Pakistan’s Economy and Challenges
Pakistan’s Economy and
Challenges
Pakistan is experiencing severe economic challenges
reflecting long-standing structural we
aknesses. Pakistan made significant
progress towards reducing poverty between 2001 and 2018 when the expansion of
off-farm economic opportunities and increased inflow of remittances allowed
over 47 million Pakistanis to rise out of poverty. However, this rapid poverty
reduction has not fully translated into improved socio-economic conditions, as
human capital outcomes have remained poor and stagnant, with high levels of
stunting at 38 percent and learning poverty at 75 percent. In addition,
reflecting a consumption-driven growth model, with limited
productivity-enhancing investment and exports, strong economic growth often
comes at a cost of economic imbalances and frequent macroeconomic crises.
Long-term growth of real gross domestic product (GDP) per capita therefore has
been low, averaging only around 2.2 percent annually over 2000-22.
Pakistan’s economy is currently under severe stress with low foreign reserves, a depreciating currency, and high inflation. With high public consumption, economic growth increased substantively above potential in FY22 that led to strong pressures on domestic prices, external and fiscal sectors, the exchange rate, and foreign reserves. These imbalances were exacerbated by the catastrophic flooding in 2022, surging world commodity prices, tightening global financing conditions, and domestic political uncertainty. Furthermore, distortive policy measures, including periods of informal exchange rate restrictions and import controls, delayed the IMF-EFF program, and contributed to creditworthiness downgrades, lower confidence, high yields and interest payments, and the loss of access to international capital markets.
Economic activity has fallen with policy tightening, flood impacts, import controls, high borrowing and fuel costs, low confidence, and protracted policy and political uncertainty. The devastating floods, along with difficulties in securing quality fertilizers and animal feed, have reduced agricultural output and labor opportunities for low-income workers. Similarly, dwindling foreign reserves, import restrictions, flood impacts, high fuel costs, policy uncertainty, and the slowdown in domestic and global demand have affected industry and service sector activity. With the destruction of infrastructure and disrupted access to schools, medical facilities, and sanitation systems, the floods have negatively impacted health and education outcomes especially for rural areas, potentially affecting long-term human capital accumulation.

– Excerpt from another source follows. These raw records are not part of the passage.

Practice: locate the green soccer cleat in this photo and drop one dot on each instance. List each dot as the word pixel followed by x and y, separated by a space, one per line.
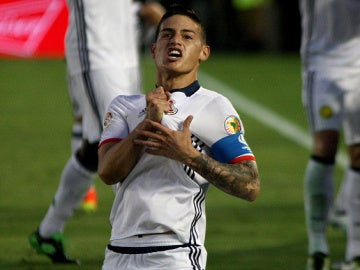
pixel 52 247
pixel 352 265
pixel 318 261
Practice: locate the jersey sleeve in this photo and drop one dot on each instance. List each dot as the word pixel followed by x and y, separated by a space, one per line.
pixel 115 126
pixel 224 132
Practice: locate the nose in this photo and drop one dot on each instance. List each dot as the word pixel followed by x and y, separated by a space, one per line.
pixel 175 39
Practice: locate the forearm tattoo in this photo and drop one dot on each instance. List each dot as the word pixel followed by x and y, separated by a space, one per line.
pixel 240 179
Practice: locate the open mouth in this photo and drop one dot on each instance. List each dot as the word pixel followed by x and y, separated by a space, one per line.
pixel 174 54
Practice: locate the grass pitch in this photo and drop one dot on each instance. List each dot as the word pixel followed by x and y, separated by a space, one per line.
pixel 35 123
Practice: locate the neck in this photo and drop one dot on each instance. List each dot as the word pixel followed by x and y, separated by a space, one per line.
pixel 169 83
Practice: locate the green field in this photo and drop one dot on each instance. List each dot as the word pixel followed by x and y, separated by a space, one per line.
pixel 35 123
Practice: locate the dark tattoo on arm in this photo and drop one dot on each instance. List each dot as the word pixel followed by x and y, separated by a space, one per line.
pixel 240 179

Economic growth is expected to slow and remain below potential in the medium-term. Real GDP growth is expected to slow sharply to 0.4 percent in FY23, reflecting corrective tighter fiscal policy, flood impacts, high inflation, high energy prices and import controls. Agricultural output is expected to contract for the first time in more than 20 years due to the floods. Industry output is also expected to shrink with supply chain disruptions, weakened confidence, higher borrowing costs and fuel prices, and heightened uncertainty. The lower activity is expected to spill over to the wholesale and transportation services sectors, weighing on services output growth. Predicated on completion of the IMF program and sound macroeconomic management, output growth is expected to gradually recover in FY24 and FY25 but remain below potential as low foreign reserves and import controls continue to curtail growth. In the absence of higher social spending, the lower middle-income poverty rate is expected to increase to 37.2 percent in FY23. Given poor households’ dependency on agriculture, and small-scale manufacturing and construction activity, they remain vulnerable to economic and climate shocks.
The Government faces a difficult policy challenge in maintaining progress towards macroeconomic stabilization. The economic outlook is dependent on timely and full implementation of policy reforms, with very high downside risks. Implementing the macro-stabilization measures and structural reforms underpinned by the IMF-EFF program is necessary for unlocking much-needed external refinancing and new disbursements from regional partners. Maintaining stability and a sustained recovery will require the development, communication, and effective implementation of a bold reform strategy, including: i) adherence to a flexible market-determined exchange rate and sound fiscal-monetary policies; ii) increased domestic revenue mobilization; iii) curtailing and improving the quality of public expenditures; iv) structural reforms to improve investment, competitiveness, and productivity; and v) urgent measures to restore the financial viability of the energy sector.